There are a few error modes for this feature:

  1. API issues accepting the new field - for example kubelet is writing the field in a format not acceptable by the API server
  2. kubelet fails while populating this field

First error mode can be observer with the metric apiserver_request_total filtered by code to be non 2xx.

There is no good metric for the second error mode because it will not be clear what part of processing may fail. The most likely indication of an error would be the increased number of error events on the Pod.

Dependencies

DRA implementation.

Does this feature depend on any specific services running in the cluster?

No

Scalability

Will enabling / using this feature result in any new API calls?

Pod Status size will increase insignificantly.

Will enabling / using this feature result in introducing new API types?

New field on Pod Status.

Will enabling / using this feature result in any new calls to the cloud provider?

No

Will enabling / using this feature result in increasing size or count of the existing API objects?

Pod Status size will increase insignificantly.
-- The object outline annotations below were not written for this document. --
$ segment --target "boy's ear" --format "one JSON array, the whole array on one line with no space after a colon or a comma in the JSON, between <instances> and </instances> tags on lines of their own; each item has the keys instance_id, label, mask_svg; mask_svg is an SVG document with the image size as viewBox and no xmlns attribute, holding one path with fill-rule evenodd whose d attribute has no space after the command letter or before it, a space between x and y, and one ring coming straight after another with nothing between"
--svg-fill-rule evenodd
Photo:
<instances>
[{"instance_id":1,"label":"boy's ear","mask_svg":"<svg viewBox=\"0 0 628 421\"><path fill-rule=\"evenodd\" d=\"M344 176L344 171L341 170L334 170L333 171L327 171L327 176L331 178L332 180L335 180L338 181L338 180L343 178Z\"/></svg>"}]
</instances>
Will enabling / using this feature result in increasing time taken by any operations covered by existing SLIs/SLOs?

No

Will enabling / using this feature result in non-negligible increase of resource usage (CPU, RAM, disk, IO, …) in any components?

Not significantly. We already keep all the collection in memory, just need to connect dots.
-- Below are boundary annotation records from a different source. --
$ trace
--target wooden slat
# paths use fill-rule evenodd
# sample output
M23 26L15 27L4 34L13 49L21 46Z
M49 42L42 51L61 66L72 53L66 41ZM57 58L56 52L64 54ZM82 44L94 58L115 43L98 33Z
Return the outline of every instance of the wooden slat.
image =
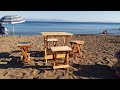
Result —
M51 38L51 39L47 39L47 41L48 41L48 42L50 42L50 41L58 41L58 39L56 39L56 38L55 38L55 39L52 39L52 38Z
M53 55L45 55L45 59L53 59ZM57 58L65 58L65 54L57 54Z
M84 44L85 41L77 41L77 40L74 40L74 41L70 41L70 43Z
M55 52L55 51L71 51L72 49L68 46L56 46L56 47L51 47L51 50Z
M53 66L53 69L58 69L58 68L69 68L69 65Z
Can enabling / using this feature result in resource exhaustion of some node resources (PIDs, sockets, inodes, etc.)?

No

Troubleshooting

How does this feature react if the API server and/or etcd is unavailable?

N/A

What are other known failure modes?

Not applicable.

What steps should be taken if SLOs are not being met to determine the problem?

Implementation History

  • v1.31: KEP is in alpha and imlpemented for Device Plugin

Drawbacks

  • No post mortem health status for terminated pods: For batch jobs using RestartPolicy: Never, device health status will not be updated after the pod terminates. This means “post mortem” troubleshooting for batch jobs cannot rely on this field. The race condition between pod termination and health updates would require significant complexity to fix (tombstoning ClaimInfo entries in the DRA manager), which was deemed not worth the benefit. See Issue #132978 .

Alternatives

There are a few alternatives to this proposal.

First, an API similar to Pod Resources API can be exposed by kubelet to query via kubectl or directly thru some node exposed port. The problem with this approach is:

  • it opens up a new API surface
  • It will be impossible to get status for Pods that have completed already

Second, exposing the status for DRA via claims - this approach leads to a debate on how to ensure security so kubelet is limited to which statuses it can set. With this approach, there are mechanisms in place to ensure that kubelet updates status for Pods scheduled on that node.

Infrastructure Needed (Optional)

We may need to update sample device plugin. No special infra is needed as emulating real GPU failures or failures in other devices is not practical.